I very nearly didn’t write this blog, I mean, why would I tell everyone all about a spectacular fell when one of the things that made it so great was the fact it was practically deserted on a warm sunny Sunday in May? But then I thought “what the hell – it’s way off the main routes, plus it’s not a Wainwright, so it will probably remain deserted whatever I say about it”, so here goes. (Although this isn’t one of Wainwright’s 214 fells it is included in his Outlying Fells book).
Black Combe is tucked away in the bottom left hand corner of the Lake District, or at least it’s as tucked away as a 600m fell can be. It has sea to the south and east, the Duddon Estuary to the west and the fells of the Lake District to the north. If you’re of a geological persuasion then you’ll love Black Combe’s almost perfect example of a corrie (starting point ofa glacier) the feature which gave it its name.
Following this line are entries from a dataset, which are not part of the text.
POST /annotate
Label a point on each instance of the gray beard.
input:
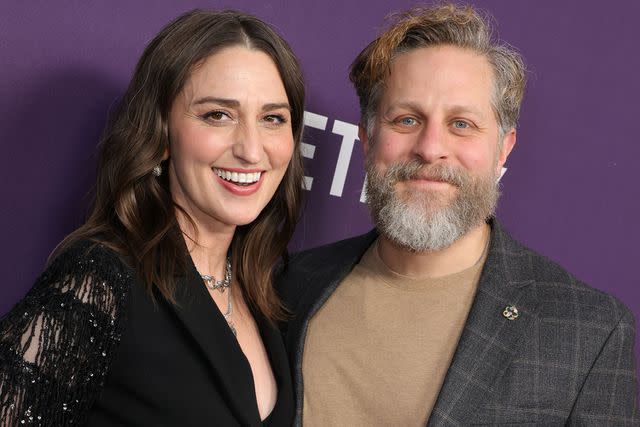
(419, 221)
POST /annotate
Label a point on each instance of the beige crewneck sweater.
(377, 352)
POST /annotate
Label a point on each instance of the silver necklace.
(223, 285)
(220, 285)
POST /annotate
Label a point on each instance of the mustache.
(416, 169)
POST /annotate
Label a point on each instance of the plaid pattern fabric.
(567, 359)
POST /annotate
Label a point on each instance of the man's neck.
(462, 254)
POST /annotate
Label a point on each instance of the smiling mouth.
(238, 178)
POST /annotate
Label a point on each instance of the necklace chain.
(222, 286)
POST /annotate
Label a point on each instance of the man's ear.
(508, 142)
(364, 138)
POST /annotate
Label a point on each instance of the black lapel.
(315, 275)
(489, 340)
(206, 324)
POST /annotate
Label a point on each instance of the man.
(438, 316)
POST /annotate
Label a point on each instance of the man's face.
(433, 158)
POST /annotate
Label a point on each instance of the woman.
(159, 310)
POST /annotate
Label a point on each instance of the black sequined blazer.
(88, 346)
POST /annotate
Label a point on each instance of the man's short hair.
(448, 25)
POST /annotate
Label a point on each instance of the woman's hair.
(133, 211)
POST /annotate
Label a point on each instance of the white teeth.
(238, 177)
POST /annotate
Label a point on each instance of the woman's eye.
(216, 116)
(460, 124)
(408, 121)
(275, 119)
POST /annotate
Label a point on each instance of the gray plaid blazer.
(566, 360)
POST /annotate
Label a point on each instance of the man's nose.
(431, 144)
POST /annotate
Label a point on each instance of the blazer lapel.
(206, 324)
(489, 340)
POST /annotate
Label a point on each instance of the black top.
(180, 365)
(88, 345)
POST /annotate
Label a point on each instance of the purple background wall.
(570, 192)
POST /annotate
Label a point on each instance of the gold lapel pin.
(511, 312)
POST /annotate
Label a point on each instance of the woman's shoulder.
(57, 342)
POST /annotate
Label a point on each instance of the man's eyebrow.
(461, 109)
(235, 103)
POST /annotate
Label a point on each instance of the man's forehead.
(457, 77)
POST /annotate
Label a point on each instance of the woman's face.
(230, 138)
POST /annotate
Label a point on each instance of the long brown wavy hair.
(133, 211)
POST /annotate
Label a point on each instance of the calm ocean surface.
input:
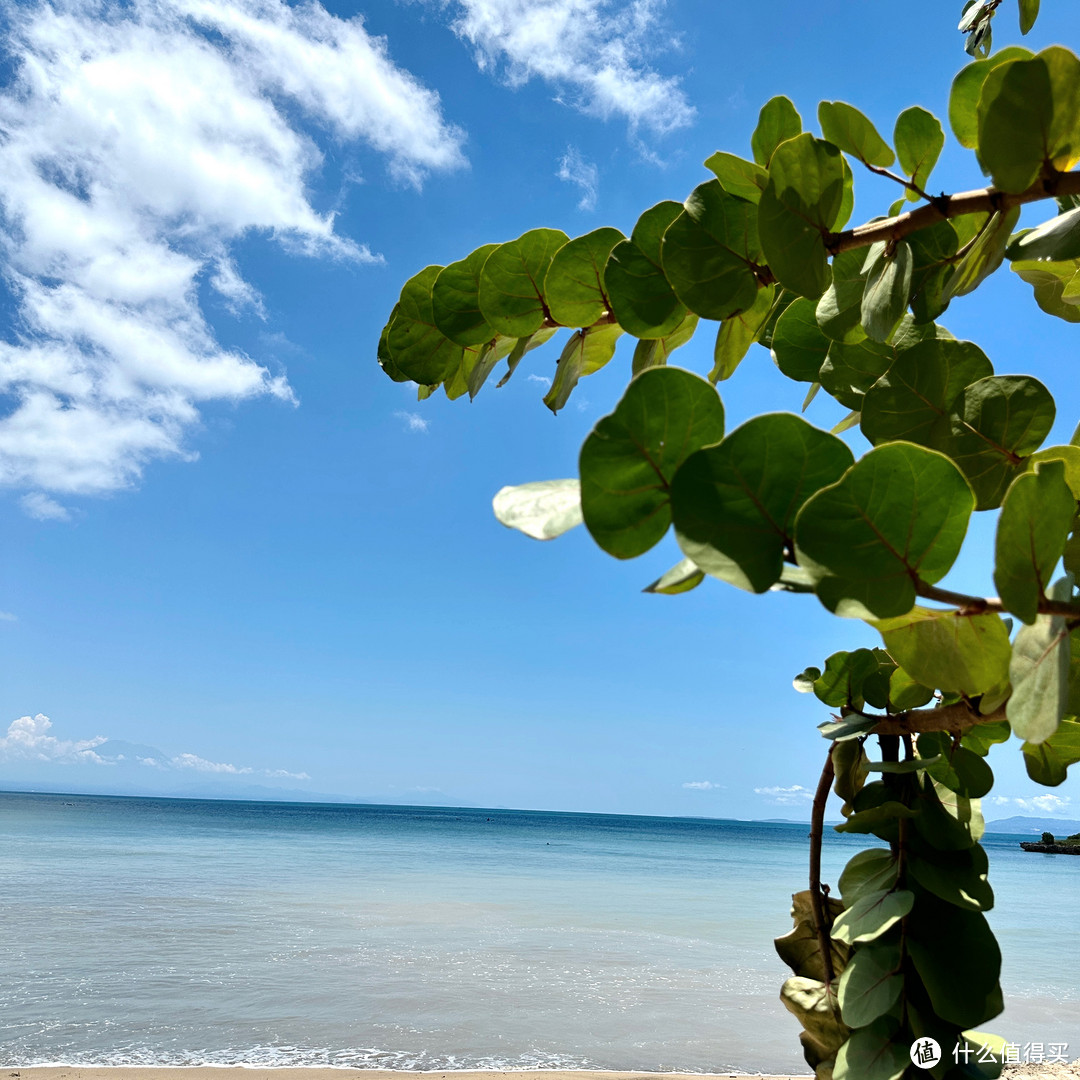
(191, 932)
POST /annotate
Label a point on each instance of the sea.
(188, 932)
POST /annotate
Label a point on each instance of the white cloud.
(38, 504)
(594, 50)
(140, 142)
(575, 170)
(413, 420)
(1036, 804)
(28, 739)
(785, 796)
(201, 765)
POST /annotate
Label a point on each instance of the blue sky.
(238, 556)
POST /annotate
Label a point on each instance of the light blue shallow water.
(183, 932)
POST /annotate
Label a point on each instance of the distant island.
(1050, 846)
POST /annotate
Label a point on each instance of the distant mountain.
(1034, 826)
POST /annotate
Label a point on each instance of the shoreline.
(338, 1072)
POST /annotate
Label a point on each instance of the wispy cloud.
(594, 52)
(140, 142)
(30, 739)
(785, 796)
(575, 170)
(40, 507)
(1036, 804)
(413, 421)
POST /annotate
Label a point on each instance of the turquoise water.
(183, 932)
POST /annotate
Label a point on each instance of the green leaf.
(798, 210)
(886, 292)
(417, 348)
(642, 297)
(871, 984)
(653, 352)
(629, 460)
(798, 345)
(777, 122)
(919, 139)
(710, 251)
(738, 176)
(957, 877)
(680, 578)
(1050, 281)
(919, 389)
(839, 310)
(455, 302)
(1029, 117)
(991, 427)
(873, 913)
(898, 514)
(543, 509)
(871, 871)
(1039, 673)
(847, 127)
(1028, 13)
(586, 351)
(574, 285)
(1056, 240)
(1048, 761)
(984, 256)
(841, 683)
(511, 282)
(1035, 523)
(871, 1054)
(905, 692)
(962, 653)
(733, 504)
(967, 86)
(738, 333)
(958, 769)
(958, 960)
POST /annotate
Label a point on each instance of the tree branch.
(817, 901)
(942, 207)
(953, 718)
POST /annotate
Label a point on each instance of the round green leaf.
(899, 514)
(733, 504)
(919, 139)
(630, 458)
(416, 346)
(455, 300)
(710, 250)
(574, 285)
(958, 653)
(919, 389)
(642, 298)
(967, 86)
(847, 127)
(799, 346)
(511, 282)
(777, 122)
(798, 210)
(990, 428)
(1035, 523)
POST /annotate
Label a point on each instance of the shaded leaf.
(630, 458)
(898, 514)
(733, 504)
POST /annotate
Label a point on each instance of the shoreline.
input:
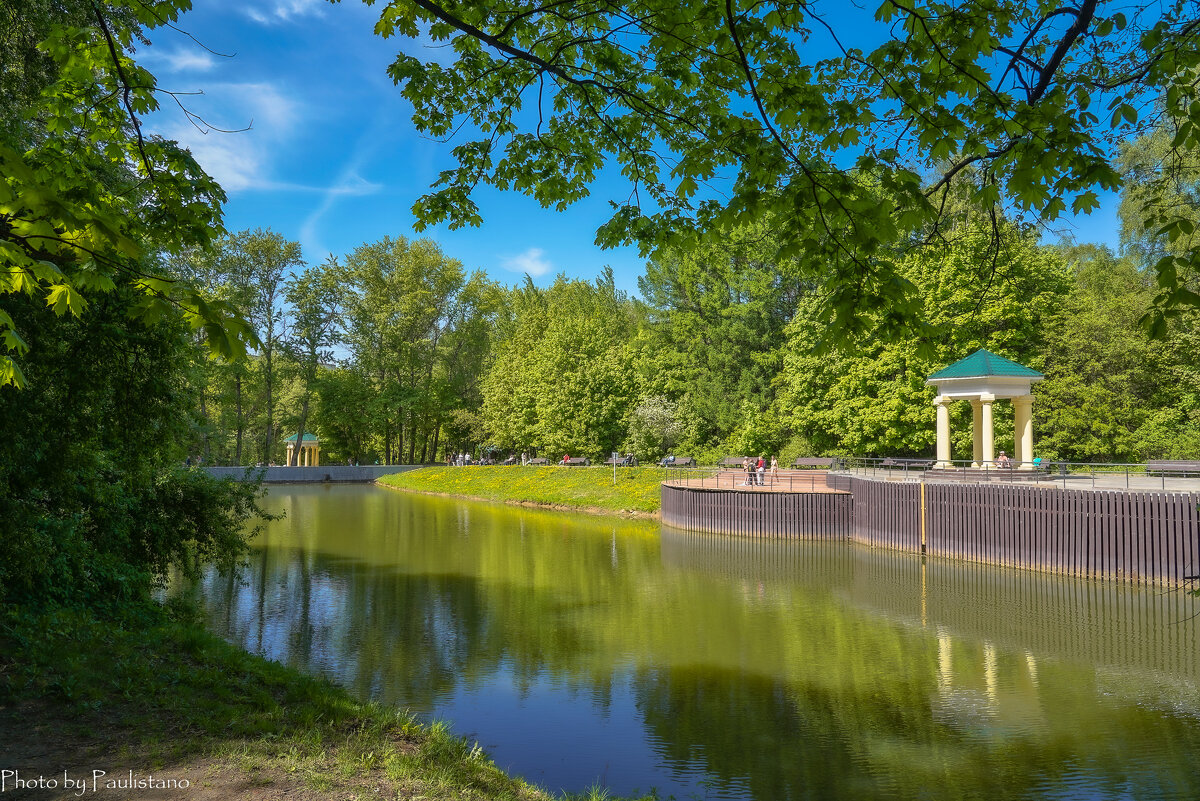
(631, 513)
(126, 704)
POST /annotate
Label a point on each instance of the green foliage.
(871, 398)
(94, 501)
(721, 115)
(420, 327)
(718, 314)
(562, 378)
(635, 491)
(159, 682)
(655, 428)
(85, 198)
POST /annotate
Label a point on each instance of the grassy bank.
(587, 488)
(162, 698)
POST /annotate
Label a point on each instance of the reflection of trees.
(793, 669)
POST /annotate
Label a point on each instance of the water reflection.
(583, 649)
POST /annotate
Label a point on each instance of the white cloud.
(239, 160)
(180, 60)
(283, 11)
(347, 184)
(531, 262)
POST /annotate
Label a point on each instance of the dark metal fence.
(1151, 537)
(759, 515)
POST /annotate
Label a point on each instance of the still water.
(583, 650)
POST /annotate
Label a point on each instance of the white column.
(989, 433)
(976, 433)
(943, 432)
(1023, 429)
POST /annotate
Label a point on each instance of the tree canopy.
(720, 114)
(88, 198)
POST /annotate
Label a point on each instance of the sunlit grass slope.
(162, 696)
(636, 489)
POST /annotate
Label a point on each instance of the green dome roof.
(984, 362)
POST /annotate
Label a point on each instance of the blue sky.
(331, 158)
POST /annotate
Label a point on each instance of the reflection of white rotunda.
(984, 378)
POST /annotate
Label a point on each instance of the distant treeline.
(397, 354)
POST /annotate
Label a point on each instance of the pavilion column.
(976, 433)
(943, 432)
(988, 438)
(1023, 431)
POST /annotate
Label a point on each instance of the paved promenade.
(333, 473)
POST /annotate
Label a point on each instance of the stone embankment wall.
(1151, 537)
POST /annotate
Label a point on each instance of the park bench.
(814, 462)
(1173, 467)
(907, 464)
(679, 462)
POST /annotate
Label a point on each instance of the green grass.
(161, 693)
(635, 491)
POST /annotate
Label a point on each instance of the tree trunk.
(304, 419)
(241, 427)
(270, 407)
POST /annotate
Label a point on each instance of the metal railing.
(1067, 474)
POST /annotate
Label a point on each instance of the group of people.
(756, 470)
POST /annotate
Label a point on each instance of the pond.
(598, 651)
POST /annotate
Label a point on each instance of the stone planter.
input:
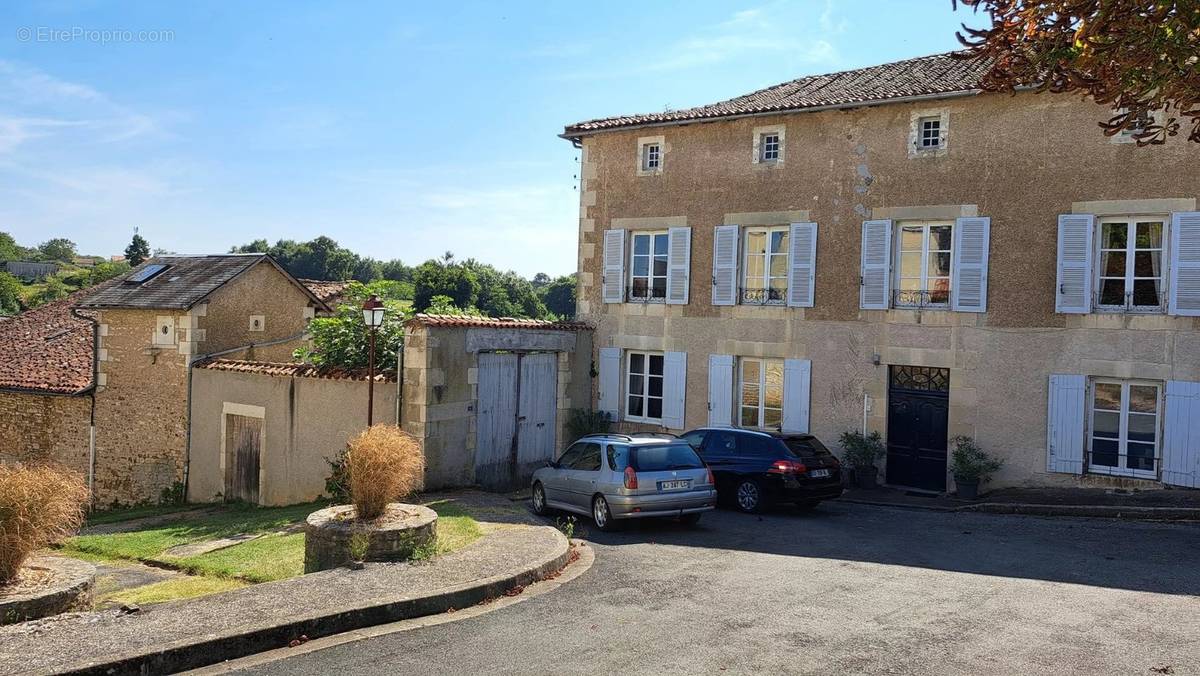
(49, 585)
(395, 536)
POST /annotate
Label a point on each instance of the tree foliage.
(137, 251)
(1137, 57)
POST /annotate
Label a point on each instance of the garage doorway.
(918, 425)
(517, 417)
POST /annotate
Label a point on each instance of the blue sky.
(401, 130)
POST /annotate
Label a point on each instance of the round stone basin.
(397, 533)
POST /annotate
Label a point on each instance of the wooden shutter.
(875, 285)
(1181, 437)
(613, 279)
(802, 264)
(720, 390)
(675, 389)
(725, 264)
(610, 381)
(1074, 291)
(797, 387)
(678, 264)
(969, 267)
(1185, 287)
(1065, 424)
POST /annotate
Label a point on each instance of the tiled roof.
(294, 369)
(47, 350)
(497, 323)
(924, 76)
(325, 291)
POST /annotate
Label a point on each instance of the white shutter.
(1185, 287)
(875, 292)
(678, 264)
(725, 264)
(1065, 424)
(610, 380)
(613, 279)
(720, 390)
(802, 264)
(797, 388)
(1074, 292)
(1181, 437)
(969, 268)
(675, 389)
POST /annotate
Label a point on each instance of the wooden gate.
(244, 444)
(516, 418)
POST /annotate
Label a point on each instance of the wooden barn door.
(244, 444)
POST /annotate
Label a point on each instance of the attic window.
(145, 274)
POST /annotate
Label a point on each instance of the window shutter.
(802, 264)
(725, 264)
(613, 280)
(675, 389)
(610, 381)
(1074, 292)
(1181, 436)
(969, 269)
(1185, 287)
(678, 264)
(875, 285)
(720, 390)
(797, 387)
(1065, 424)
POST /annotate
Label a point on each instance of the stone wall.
(45, 428)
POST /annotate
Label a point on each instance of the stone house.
(892, 249)
(102, 381)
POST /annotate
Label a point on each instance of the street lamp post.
(372, 316)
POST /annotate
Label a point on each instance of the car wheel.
(749, 496)
(603, 515)
(539, 500)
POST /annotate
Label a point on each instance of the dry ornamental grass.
(40, 504)
(384, 465)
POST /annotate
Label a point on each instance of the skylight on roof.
(147, 273)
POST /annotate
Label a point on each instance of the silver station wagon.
(616, 477)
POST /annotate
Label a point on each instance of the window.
(768, 148)
(648, 267)
(643, 387)
(923, 264)
(1125, 428)
(761, 393)
(929, 133)
(652, 156)
(1129, 274)
(766, 267)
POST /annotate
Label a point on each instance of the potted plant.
(971, 466)
(861, 452)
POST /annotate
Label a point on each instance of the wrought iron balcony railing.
(763, 295)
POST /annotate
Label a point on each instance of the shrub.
(862, 450)
(384, 465)
(582, 422)
(970, 462)
(40, 504)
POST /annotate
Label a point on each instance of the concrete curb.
(1135, 513)
(210, 650)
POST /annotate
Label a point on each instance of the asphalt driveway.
(847, 588)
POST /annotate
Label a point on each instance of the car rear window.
(664, 458)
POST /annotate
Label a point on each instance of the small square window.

Approaching from the east Black Combe’s gravitational pull kicks in as soon as you crest Kirkby Moor and spot it away in the distance. The fact it’s so isolated makes it appear even larger than its 600m and it remains firmly in view as you wind your way around the Duddon Estuary. We’ve passed it a few times on our way round to Wast Water and each time I’ve nearly pulled something in my neck as I crane to see it from every angle. There are several routes up and we opted for the one that starts at Beckside farm; there’s a layby in front of the farm which can fit 7 or 8 cars if everyone parks sensibly, and there’s usually space available there.
The route winds up along Whitecombe Beck rising at a nice, sensible, Sunday afternoon pace. The combined forces of Black Combe and White Combe envelope as you climb and at the end of the valley the Duddon Estuary creeps into view as you gradually gain height. Popping out onto the main ridge at Whitecombe Edge the route up to Black Combe summit is clear and easy to follow. The very worst thing I can say about this fell is that it’s a little boggy in places and there aren’t many places other than the summit cairns to sit and scoff your sarnies. We went on a lovely dry day, but on a wet soggy Bank Holiday I’d recommend wellies. Or maybe even waders.
Here’s a brief list of things you can see from the summit – some will clearly appeal more than others: Windscale/ Sellafield (or whatever it’s called these days), the stunning Cumbrian coastline, the enormous windfarm just off the coast, Walney Island, Peil Island (and castle), Barrow-in-Furness, the Duddon Estuary, the Old Man of Coniston and Scafell Pike & friends. Wordsworth’s view of the view was “the amplest range of unobstructed prospect may be seen that British ground commands” – though that was probably before they built Windscale/ Sellafield/ Whatever. On a clear day you can see the Isle of Man apparently but today was a bit on the hazy side so our views stopped at the windfarm, which we found oddly haunting.
To get back to the car we re-traced our steps as far as Whitecombe Head and then headed down over White Combe and White Hall Knott. If you’re not pushed for time then nip along White Hall Knott to Swine Crag for wonderful views back up the valley. Eventually, having loitered in every available view point until the tea ran out, we headed back down the car. Along the entire route we only saw 5 people and they were all in the distance and the last section of the route was pleasingly overgrown and underused; a clear sign that this fell falls off most people’s “to do” list. Which is a shame in many ways, but a good thing if, like me, you prefer your hikes a little on the antisocial side.